Could this be the weekend it finally happens?

The Canucks acquired Luongo at the 2006 NHL Draft, and the team will now try to deal him at this year’s draft, a little more than seven full years since he officially began what was a sometimes tumultuous but often successful time in Vancouver.

“We’re going to try and accomplish that goal,” Gillis told the Canadian Press this week. “We’ll see what happens.”

Luongo, now 34 years of age, first appeared destined to be traded when Cory Schneider took over the starting netminder job in the 2012 Stanley Cup playoffs, which amounted to a first-round defeat for the Canucks at the hands of the L.A. Kings.

Instead, Luongo remained in Vancouver.

Gillis and the Canucks were unable to deal him during last year’s off-season, and again at training camp in January, then during the regular season and in the final minutes leading up to the NHL trade deadline.

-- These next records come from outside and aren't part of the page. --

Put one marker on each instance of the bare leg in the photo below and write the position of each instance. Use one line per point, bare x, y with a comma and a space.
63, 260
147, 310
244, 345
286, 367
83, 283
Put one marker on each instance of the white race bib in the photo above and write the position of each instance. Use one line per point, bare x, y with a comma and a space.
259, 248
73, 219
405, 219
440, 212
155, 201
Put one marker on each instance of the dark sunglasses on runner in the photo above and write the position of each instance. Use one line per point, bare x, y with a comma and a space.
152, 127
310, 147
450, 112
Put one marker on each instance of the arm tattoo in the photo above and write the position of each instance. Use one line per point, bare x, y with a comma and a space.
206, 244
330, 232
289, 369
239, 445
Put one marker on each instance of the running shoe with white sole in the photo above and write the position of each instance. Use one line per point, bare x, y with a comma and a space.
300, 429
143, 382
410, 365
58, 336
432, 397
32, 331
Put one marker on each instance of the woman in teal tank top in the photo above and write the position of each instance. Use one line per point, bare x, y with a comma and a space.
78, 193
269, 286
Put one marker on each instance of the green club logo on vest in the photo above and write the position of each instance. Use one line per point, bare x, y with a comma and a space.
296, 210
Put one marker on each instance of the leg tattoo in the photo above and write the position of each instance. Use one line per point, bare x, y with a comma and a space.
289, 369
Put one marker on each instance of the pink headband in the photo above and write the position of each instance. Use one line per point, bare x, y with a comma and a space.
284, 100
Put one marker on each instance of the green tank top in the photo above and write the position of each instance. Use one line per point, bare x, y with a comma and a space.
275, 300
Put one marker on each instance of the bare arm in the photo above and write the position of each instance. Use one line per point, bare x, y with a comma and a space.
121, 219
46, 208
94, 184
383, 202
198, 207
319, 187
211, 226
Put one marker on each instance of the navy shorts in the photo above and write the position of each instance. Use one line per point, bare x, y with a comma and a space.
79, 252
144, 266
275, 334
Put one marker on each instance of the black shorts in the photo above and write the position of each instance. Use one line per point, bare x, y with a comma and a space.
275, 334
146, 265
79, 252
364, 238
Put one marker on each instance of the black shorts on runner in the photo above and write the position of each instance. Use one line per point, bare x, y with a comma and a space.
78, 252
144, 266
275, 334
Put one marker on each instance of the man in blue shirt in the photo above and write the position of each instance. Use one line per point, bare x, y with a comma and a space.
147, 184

This led the Olympic gold medal-winning goalie to unleash one of the best and most appropriate one-liners of the year during a trade deadline press conference: “My contract sucks.”

It became all but official that the Toronto Maple Leafs, after pursuing Luongo prior to the April 3 trade deadline, were out of the running when they acquired Jonathan Bernier from the Kings.

There still could be teams interested in Luongo, although, based on recent history, it’s a total guessing game as to where he may end up.